SYDNEY – Fresh cracks appeared in global markets on Thursday as investors sought the safety of Japanese yen, gold and top-rated bonds while dumping U.S. dollars on bets the Federal Reserve could be done raising interest rates.
Even the absence of Tokyo for a holiday could not stop the dollar from hitting a 15-month low on the yen, and gold finally broke major chart resistance to reach its highest since May.
Financial spreadbetters expected Britain’s FTSE 100 (.FTSE) to open down 1 percent, Germany’s DAX (.GDAXI) 1.4 percent lower and France’s CAC 40 (.FCHI) down 1.5 percent.
EMini futures for the S&P 500 (ESc1) fell 0.7 percent, suggesting a weak opening on Wall Street as well.
Insatiable demand for U.S. Treasuries drove longer-term yields to one-year lows and flattened the yield curve in a way that has presaged economic recession in the past.
“In some ways it is reminiscent of 2008 with tightening credit markets, bank shares under pressure and worries central banks are powerless,” said Shane Oliver, head of investment strategy at AMP Capital, though he suspects markets are overly pessimistic this time.
The flight from risk told on most Asian shares, with Hong Kong (.HSI) – a favourite channel for global investors to play China – diving 4.2 percent as investors there returned from the long Lunar New year holidays. Mainland China markets are closed all week.
MSCI’s broadest index of Asia-Pacific shares outside Japan shed 1.4 percent, and South Korea (.KS11) resumed with a 2.9 percent drop.
Wall Street had ended Wednesday mixed after Fed Chair Janet Yellen sounded optimistic on the U.S. economy, but acknowledged risks from market turmoil and a slowdown in China.
Analysts took that to mean a hike in March was unlikely, but further tightening remained possible later in the year.
“Yellen made it clear that while the Fed still expects to continue on its gradual tightening path, policy was not on a pre-set course and would respond appropriately to developments,” said Justin Fabo, a senior economist at ANZ.
“The real test may come later, if markets continue to deteriorate and look to central banks to save them. Are policymakers’ guns loaded with blanks?”
It seemed some were already preparing for the worst.
Longer-term U.S. debt rallied hard as investors wagered that either the Fed would be unable to tighten at even a gradual pace, or that if it did hike it would only hasten the arrival of recession and deflation.
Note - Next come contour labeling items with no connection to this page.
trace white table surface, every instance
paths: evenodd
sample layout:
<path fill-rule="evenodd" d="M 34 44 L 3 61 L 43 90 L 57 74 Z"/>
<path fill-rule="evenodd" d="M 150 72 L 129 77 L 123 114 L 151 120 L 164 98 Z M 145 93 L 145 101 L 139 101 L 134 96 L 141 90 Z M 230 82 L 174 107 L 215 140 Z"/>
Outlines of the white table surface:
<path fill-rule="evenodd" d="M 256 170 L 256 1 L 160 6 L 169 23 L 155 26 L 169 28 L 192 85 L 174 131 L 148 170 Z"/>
In a marked turnaround, yields on 10-year Treasuries fell to 1.673 percent , from a top of 1.773, almost exactly matching the lowest close from February last year. Futures (TYc1) imply further price gains lie ahead.
As a result, the spread over two-year paper (US2YT=TWEB) shrank to just 98 basis points, the smallest gap since late 2007 just before the global financial crisis hit.
Likewise, Fed fund futures are pricing in the shallowest of shallow tightening paths. The market implies a rate of 45 basis points for the end of this year, 60 basis points at the end of 2017 and 90 by the close of 2018.
The inexorable decline in U.S. yields continued to drag on the dollar, which reached lows last seen in October against a basket of currencies (.DXY).
The yen was again lifted by safe-haven flows, as befits Japan’s position as the world’s largest creditor nation. The dollar dove through 113.00 yen to reach depths not delved since November 2014 at 112.515 (JPY=EBS).
The euro also weakened against its Japanese peer, sliding to a near three-week low of 127.26 yen (EURJPY=R). Against the greenback, the euro held firm at $1.1292 and within reach of a three-month high of $1.13385 set earlier in the week.
The aversion to risk helped lift gold (XAU=) as far as $1,213.00 an ounce, clearing stiff resistance around $1,200.
Oil prices resumed their decline as U.S. crude (CLc1) slid 47 cents to $26.98 a barrel, while Brent futures (LCOc1) lost 18 cents to $30.66.